John Zavacki (jzavacki@greenapple.com)
Thu, 7 Oct 1999 06:01:03 -0400

Replying to LO22812 --

Was heist du das dinken? What is called thinking? What is thinking? Can
we think about thinking? If a tree falls on a mailing list, does it make a
sound?

I have received (and probably given) criticism for the teaching and the
use of tools which "promote linear thinking". If I remember correctly,
the method of choice is the brain is for the recently excited cell to send
out messages to other cells which either accept or reject them. The ones
which accept them most readily bond in a way that produces a "new" idea,
or at least a new holographic representation of something other than what
was there before the new stimulus arrived.

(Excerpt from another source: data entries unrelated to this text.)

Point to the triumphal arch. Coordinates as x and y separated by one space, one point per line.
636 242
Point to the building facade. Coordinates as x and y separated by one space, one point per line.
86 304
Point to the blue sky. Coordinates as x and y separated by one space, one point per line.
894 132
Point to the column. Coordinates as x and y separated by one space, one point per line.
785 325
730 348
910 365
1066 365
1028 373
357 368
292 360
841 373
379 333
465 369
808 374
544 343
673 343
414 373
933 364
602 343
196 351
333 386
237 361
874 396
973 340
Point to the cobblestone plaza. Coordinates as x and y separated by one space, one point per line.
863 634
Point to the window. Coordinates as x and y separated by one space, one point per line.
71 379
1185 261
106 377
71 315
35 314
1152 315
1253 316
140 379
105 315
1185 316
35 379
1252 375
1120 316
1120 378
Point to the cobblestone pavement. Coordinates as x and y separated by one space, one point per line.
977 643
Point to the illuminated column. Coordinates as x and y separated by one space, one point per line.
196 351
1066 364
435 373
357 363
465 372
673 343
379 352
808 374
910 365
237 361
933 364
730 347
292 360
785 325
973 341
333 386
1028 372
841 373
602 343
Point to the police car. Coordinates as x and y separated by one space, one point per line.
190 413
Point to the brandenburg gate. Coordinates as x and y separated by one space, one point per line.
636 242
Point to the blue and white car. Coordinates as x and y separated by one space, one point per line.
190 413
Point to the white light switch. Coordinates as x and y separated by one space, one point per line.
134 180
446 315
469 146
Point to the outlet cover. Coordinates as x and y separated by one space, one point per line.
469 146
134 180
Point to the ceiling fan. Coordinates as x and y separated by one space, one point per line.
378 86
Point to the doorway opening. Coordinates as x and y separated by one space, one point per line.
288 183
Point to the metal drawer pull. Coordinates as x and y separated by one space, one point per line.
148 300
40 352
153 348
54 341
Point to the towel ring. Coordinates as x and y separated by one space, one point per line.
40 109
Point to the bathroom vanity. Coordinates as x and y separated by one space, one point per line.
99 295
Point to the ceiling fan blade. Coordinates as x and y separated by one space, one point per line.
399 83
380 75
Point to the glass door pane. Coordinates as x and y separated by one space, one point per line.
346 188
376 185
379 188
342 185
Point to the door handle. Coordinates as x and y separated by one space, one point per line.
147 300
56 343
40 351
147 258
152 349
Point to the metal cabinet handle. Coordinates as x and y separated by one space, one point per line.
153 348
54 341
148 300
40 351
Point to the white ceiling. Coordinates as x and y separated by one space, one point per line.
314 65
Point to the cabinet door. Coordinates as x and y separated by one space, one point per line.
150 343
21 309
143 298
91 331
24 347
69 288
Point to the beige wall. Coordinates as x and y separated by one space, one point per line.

This whole thing about linearity is somewhat absurd. At, who is very far
from what I assume the members of this thread are calling linear, uses
linear visuals to show very non linear meanings. The very medium in which
we communicate is linear. The problem is not linearity, is it? The
problem is nonrecursion. Sentences are linear, syntactically. Meanings
are not. Thinking is far from linear, it occurs in an irregularly shaped
geometry along pathways with constantly changing underpasses, overpasses,
bi and tri and quasi infinite furcations. Who is there among us who can
possibly even explain 'linearity' in thought? Language has multitudinous
recursions: the loop of the personal herneutic, the loop of the
specialist, the loop of the creative genius, the religious loop......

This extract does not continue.